- First base
- Born: December 21, 1925 Norwood, Ohio, U.S.
- Died: May 17, 2010 (aged 84) Palm Desert, California, U.S.
- Batted: LeftThrew: Left

Career statistics
- Batting average: .292
- Hits: 1,090
- Home runs: 13
- Runs batted in: 304
- Stolen bases: 657

Teams
- Rockford Peaches (1943–1951, 1953);

Career highlights and awards
- 4× AAGPBL champion (1945, 1948, 1949, 1950); 7× AAGPBL All-Star Team (1943, 1946–1951); 2× AAGPBL batting champion (1946, 1947); AAGPBL records 1,090 career hits; 1,300 career total bases;

= Dorothy Kamenshek =

American baseball player (1925–2010)

Dorothy Kamenshek (December 21, 1925 – May 17, 2010), nicknamed "Dottie" and "Kammie", was an American All-American Girls Professional Baseball League player. She batted and threw left-handed.

One of the best fielders in the AAGPBL era, Kamenshek won the batting title twice and served as a key part of four league champion teams for Rockford from 1945 to 1950. She was named to the league All-Star Team seven times, a record for all players. She holds the league record for hits and total bases for a career.

==Early life==
A native of Norwood, Ohio, Kamenshek played outfield for a local softball league, and at the age of 17 she was spotted by a scout from the All-American Girls Professional Baseball League.
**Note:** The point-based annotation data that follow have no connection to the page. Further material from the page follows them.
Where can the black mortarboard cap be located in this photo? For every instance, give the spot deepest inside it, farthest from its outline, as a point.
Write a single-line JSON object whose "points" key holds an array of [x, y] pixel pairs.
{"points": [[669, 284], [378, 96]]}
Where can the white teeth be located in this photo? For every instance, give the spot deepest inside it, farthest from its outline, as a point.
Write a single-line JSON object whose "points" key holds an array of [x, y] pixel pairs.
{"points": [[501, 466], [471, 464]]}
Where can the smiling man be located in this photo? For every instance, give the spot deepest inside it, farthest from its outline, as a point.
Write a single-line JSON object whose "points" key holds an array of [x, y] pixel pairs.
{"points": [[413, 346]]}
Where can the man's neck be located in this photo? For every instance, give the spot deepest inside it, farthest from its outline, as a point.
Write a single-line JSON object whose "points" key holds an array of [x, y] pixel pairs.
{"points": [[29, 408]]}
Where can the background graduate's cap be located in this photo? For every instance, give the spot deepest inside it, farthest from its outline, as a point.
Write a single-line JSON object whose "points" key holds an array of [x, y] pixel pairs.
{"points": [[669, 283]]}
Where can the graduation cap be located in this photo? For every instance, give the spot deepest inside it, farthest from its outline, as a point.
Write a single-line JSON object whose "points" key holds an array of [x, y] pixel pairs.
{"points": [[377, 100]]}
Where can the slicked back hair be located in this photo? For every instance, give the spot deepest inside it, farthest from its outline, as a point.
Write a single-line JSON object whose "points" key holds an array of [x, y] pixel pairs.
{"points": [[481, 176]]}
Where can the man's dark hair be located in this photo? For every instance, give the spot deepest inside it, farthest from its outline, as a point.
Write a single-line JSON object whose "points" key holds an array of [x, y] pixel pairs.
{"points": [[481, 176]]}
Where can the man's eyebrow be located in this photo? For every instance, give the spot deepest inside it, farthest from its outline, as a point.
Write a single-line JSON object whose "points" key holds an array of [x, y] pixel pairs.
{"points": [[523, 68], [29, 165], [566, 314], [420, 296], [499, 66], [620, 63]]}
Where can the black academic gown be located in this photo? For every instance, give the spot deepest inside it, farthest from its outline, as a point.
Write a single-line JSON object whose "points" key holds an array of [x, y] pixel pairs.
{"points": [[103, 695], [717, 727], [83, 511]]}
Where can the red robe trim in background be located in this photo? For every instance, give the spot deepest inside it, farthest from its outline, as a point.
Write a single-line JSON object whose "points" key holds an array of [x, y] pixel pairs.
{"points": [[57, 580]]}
After tryouts at Wrigley Field in Chicago, she joined the Rockford Peaches as an outfielder when the league began in 1943, but was soon playing first base. She and shortstop Snooky Harrell formed the league's best double-play combination.

Kamenshek played in the AAGPBL for 10 seasons, and was selected as an All-Star all seven times the league established such a team. In 1946 she was the league's top batter with an average of .316 (a single point ahead of Audrey Wagner), and won the distinction again in 1947 with an average of .306. She struck out only 81 times in 3,736 at-bat appearances.

Considered one of the best athletes of her time, southpaw Kamenshek was recruited by a men's team from Fort Lauderdale, Florida. She believed the team only wanted her for publicity and turned down the offer. Former New York Yankee Wally Pipp said she was the most accomplished player he had ever seen among men or women.

In the off‑seasons, Kamenshek studied physical education and health education at the University of Cincinnati. In 1951, back injuries reduced her playing time, and after the 1952 season she retired from the game with a career average of .292.

==Education==
In 1958, Kamenshek received a degree in physical therapy from Marquette University in Milwaukee. She returned to Ohio to serve as a physical therapist in Hamilton County and later moved to Los Angeles to perform the same work at the Los Angeles Crippled Children's Services Department. In 1964, she was promoted to supervisor of physical and occupational therapy for Los Angeles County Children's Services, and later to chief of therapy services, the position she held when she retired in 1980.

==Legacy==
After her retirement, Kamenshek was honored by Los Angeles County with the Outstanding Management Award (1980). She is part of the AAGPBL permanent display, opened in 1988 at the Baseball Hall of Fame and Museum at Cooperstown, New York.

The 1992 film A League of Their Own introduced a new generation to the history of women's baseball. Geena Davis played Dottie Hinson, the best ballplayer in the league, a character loosely based on Kamenshek.

In 1999, Sports Illustrated for Women selected Kamenshek as the 100th-greatest female athlete of the 20th century.

==Death==
Kamenshek died on May 17, 2010, at the age of 84. She was buried at Forest Lawn Cemetery in Cathedral City, California. Her spouse and fellow AAGPBL player Margaret Wenzell, was buried next to her in 2014.

==Career statistics==
Batting

| GP | AB | R | H | 2B | 3B | HR | RBI | SB | TB | BB | SO | BA | OBP | SLG | OPS |
|---|---|---|---|---|---|---|---|---|---|---|---|---|---|---|---|
| 1012 | 3736 | 667 | 1090 | 89 | 41 | 13 | 304 | 657 | 1300 | 492 | 110 | .292 | .374 | .348 | .722 |

Bold denotes category leader.

==Biographies==
- Kammie on First (2014, Ohio University Press), a biography for middle-school children by Michelle Houts.